Haïti : Ethique et État de droit

L’éthique politique est constitutive de la vision constitutionnelle de l’établissement de l’État de droit en Haïti

—Par Robert Berrouët-Oriol ( *) —

Adressé à mon collègue et ami Patrick Tardieu Conservateur général de bibliothèque et professionnel hautement qualifié de l’archivistique et de la bibliothéconomie–, mon courriel du 8 décembre 2025 a pour titre générique et contextuel « Précisions à propos de l’article « Imposture et fraude identitaire à géométrie variable : retour ponctuel et factuel sur l’arnaque à la « soup joumou » instituée par Dominique Dupuy dans la gastronomie de l’UNESCO ».

Il n’est pas fortuit qu’au périmètre des échanges et du débat d’idées citoyens je m’adresse à un « Conservateur général de bibliothèque » : dans un pays à forte tradition orale, Haïti, l’espace de l’archivistique et la bibliothéconomie est celui de la conservation des écrits, des traces documentaires et mémorielles. C’est l’espace où la parole proférée transmigre des différents registres de l’« oraliture » pour s’inscrire dans la dimension « Temps » à travers les mécanismes institutionnels de l’archivistique et de la bibliothéconomie. Une parole proférée trouve un complément essentiel de légitimité lorsqu’un document écrit, qui en signe la transcription, est préservé, archivé : cette parole proférée est ainsi située sur l’échelle du « Temps », elle est l’objet d’une classification, elle devient dès lors identifiable et (re)traçable.

J’avais à l’esprit ces considérations de nature épistémologique en m’adressant à Patrick Tardieu. Également, j’avais à l’esprit que mon interpellation publique l’an dernier de l’imposture et de la fraude identitaire dans l’arnaque à la « soup joumou » relevait de l’éthique politique qui est constitutive de la vision constitutionnelle de l’établissement de l’État de droit en Haïti. Le cheminement de mon questionnement a plusieurs fois croisé en cours de route une difficulté systémique : en Haïti, l’esprit critique/analytique est nié et/ou banalisé et/ou combattu par un nombre indéterminé d’intellectuels qui lui préfèrent les vertus et les doucereuses vapeurs de la pensée unique… « Ann kase fèy kouvri sa » : l’esprit critique/analytique est nié au motif erratique de ne pas soulever de « polémique ». Diantre ! Le débat d’idées est donc souventes fois assimilé en Haïti à la « polémique », à un vulgaire « chire pit », comme si toute intellection critique des idées et des faits de société relevait d’une incongruité, d’une inutile sinon dévoyée quête épistémologique.
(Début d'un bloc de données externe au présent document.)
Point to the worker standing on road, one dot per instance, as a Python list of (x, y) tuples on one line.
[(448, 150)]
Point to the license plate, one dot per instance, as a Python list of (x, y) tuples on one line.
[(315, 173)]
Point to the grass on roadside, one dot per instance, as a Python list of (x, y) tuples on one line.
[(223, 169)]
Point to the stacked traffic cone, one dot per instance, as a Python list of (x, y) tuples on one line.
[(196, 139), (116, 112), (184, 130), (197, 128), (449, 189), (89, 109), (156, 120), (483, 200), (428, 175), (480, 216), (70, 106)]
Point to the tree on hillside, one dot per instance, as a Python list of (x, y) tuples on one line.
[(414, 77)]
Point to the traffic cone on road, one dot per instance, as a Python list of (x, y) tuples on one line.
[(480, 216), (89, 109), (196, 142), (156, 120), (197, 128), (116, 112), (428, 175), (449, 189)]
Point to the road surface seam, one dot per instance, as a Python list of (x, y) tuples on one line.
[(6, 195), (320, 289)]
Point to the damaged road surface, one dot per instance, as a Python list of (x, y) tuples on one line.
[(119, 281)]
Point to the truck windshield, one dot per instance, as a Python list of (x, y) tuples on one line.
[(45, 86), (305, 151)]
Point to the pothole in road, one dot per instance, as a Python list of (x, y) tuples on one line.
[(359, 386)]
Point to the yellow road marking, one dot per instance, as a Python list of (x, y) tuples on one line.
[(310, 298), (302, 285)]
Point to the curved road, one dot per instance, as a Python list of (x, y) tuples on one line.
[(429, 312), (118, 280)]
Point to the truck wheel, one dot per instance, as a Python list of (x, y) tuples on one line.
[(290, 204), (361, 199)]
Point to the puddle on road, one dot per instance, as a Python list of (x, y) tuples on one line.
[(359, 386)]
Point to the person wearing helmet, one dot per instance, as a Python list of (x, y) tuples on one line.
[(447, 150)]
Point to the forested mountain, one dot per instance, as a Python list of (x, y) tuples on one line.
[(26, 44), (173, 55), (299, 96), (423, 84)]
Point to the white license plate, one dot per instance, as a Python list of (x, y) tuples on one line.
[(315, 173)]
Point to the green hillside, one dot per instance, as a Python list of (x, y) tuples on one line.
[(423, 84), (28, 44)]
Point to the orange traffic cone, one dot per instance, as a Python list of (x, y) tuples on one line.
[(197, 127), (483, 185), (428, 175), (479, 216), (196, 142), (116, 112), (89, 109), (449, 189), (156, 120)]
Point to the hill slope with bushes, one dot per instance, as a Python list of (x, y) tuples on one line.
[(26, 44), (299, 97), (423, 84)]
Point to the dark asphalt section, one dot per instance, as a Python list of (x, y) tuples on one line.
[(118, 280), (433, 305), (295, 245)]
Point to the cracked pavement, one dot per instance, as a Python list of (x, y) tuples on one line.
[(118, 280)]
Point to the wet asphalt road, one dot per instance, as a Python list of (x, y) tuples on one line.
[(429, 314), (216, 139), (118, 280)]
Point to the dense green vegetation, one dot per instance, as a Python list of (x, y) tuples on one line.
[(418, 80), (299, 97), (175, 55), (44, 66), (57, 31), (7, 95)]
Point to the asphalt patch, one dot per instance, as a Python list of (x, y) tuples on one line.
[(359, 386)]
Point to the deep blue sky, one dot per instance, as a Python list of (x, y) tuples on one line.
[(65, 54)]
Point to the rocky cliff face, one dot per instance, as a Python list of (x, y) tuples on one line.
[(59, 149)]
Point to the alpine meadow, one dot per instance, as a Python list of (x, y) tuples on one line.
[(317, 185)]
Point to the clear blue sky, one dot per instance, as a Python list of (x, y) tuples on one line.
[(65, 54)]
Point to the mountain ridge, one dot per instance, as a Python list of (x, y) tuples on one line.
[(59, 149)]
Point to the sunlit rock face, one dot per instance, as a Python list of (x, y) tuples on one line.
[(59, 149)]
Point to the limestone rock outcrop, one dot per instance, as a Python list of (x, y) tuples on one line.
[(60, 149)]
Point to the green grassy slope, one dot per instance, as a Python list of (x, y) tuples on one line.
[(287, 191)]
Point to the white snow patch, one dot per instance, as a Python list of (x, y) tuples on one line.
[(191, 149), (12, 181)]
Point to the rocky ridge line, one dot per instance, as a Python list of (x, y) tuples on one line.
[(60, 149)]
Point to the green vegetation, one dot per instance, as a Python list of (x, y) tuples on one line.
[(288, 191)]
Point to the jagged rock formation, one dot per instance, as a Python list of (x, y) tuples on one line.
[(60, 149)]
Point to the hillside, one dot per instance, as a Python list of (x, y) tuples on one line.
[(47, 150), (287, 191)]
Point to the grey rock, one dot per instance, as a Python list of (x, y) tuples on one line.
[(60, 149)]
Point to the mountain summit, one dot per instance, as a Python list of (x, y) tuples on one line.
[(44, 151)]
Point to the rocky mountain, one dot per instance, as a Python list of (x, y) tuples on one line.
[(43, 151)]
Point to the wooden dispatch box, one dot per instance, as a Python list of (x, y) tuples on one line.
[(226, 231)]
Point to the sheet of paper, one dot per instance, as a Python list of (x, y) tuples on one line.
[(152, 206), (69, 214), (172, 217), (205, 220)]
L’an dernier, au plus fort du débat d’idées sur l’imposture et la fraude identitaire dans l’arnaque à la « soup joumou », un respectable et vénérable docteur en « Ethnologie et patrimoine » –formé à l’Université Laval et employé rémunéré de la Commission nationale haïtienne de coopération avec l’UNESCO–, a choisi la voie de l’invective plutôt que celle de l’argumentaire scientifique. Rédacteur principal du dossier « technique » utilisé par Dominique Dupuy en vue de faire inscrire la « soup joumou » sur la Liste représentative du patrimoine culturel immatériel de l’humanité de l’UNESCO, le respectable et vénérable docteur en « Ethnologie et patrimoine » a publiquement traité le linguiste-terminologue Robert Berrouët-Oriol de « terroriste intellectuel »…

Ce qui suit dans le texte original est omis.